_31(1).png)
- ☆ ★~Welcome to the message boards to cheer us~☆ ★
- ☆ ★~Welcome to EDI Company ~☆ ★
Lan cable
NEWS - 2022/10/31

Cat-3 is currently defined and recognized by TIA/EIA-568.2-D. Provides 16MHz bandwidth. Used to be commonly used on 10 Mbit/s Ethernet networks.
Cat-4 is currently defined and recognized by TIA/EIA-568.2-D. Provides 20MHz bandwidth. It used to be commonly used in 16 Mbit/s Ring of Wands networks.
Cat-5 is currently defined and recognized by TIA/EIA-568.2-D. Provides 100MHz bandwidth. Currently commonly used in Fast Ethernet (100 Mbit/s).
Cat-5e is currently defined and recognized by TIA/EIA-568.2-D. Provides a bandwidth of 125MHz. Currently commonly used in Fast Ethernet and Gigabit Ethernet (1000Mbit/s).

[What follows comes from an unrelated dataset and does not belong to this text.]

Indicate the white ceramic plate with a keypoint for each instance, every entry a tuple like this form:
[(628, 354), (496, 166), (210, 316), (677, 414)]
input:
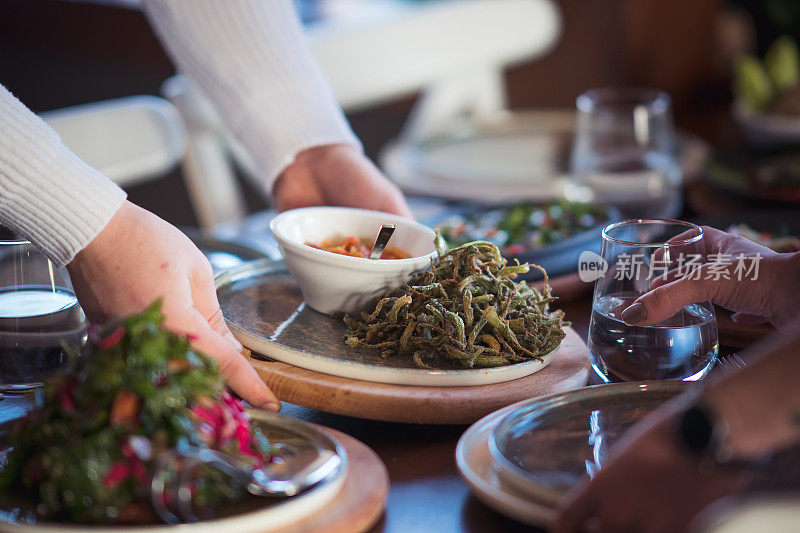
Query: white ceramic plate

Cat-6 is currently defined and recognized by TIA/EIA-568.2-D. Provides a bandwidth of 250MHz, which is one and a half times higher than CAT-5 and CAT-5e.

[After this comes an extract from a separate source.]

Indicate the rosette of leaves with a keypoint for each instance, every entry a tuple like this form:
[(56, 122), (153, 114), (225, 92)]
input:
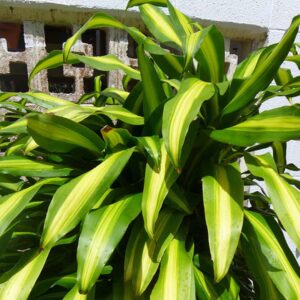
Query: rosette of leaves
[(140, 193)]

Cat-6a is currently defined and recognized by TIA/EIA-568.2-D. Provides 500MHz bandwidth for use in 10 Gigabit Ethernet (10 Gbit/s).
Cat-7 is the informal name for the ISO/IEC 11801 Class F cable standard. This standard defines 4 twisted pairs of individually blocked wires wrapped in a single block. Designed to transmit signals at 600MHz.
CAT-8/Class I is currently defined and recognized by TIA/EIA-568.2-D. Provides a bandwidth of 2000MHz and is used in 40 Gigabit Ethernet (40 Gbit/s). (ISO/IEC 11801-1 2017-11 edition, defined as Class I) uses the 8P8C connector.
CAT-8.2/Class II is currently defined and recognized by ISO/IEC 11801-1 2017-11 edition. Provides a bandwidth of 2000MHz and is used in 40 Gigabit Ethernet (40 Gbit/s). Use TERA or GG45 connectors.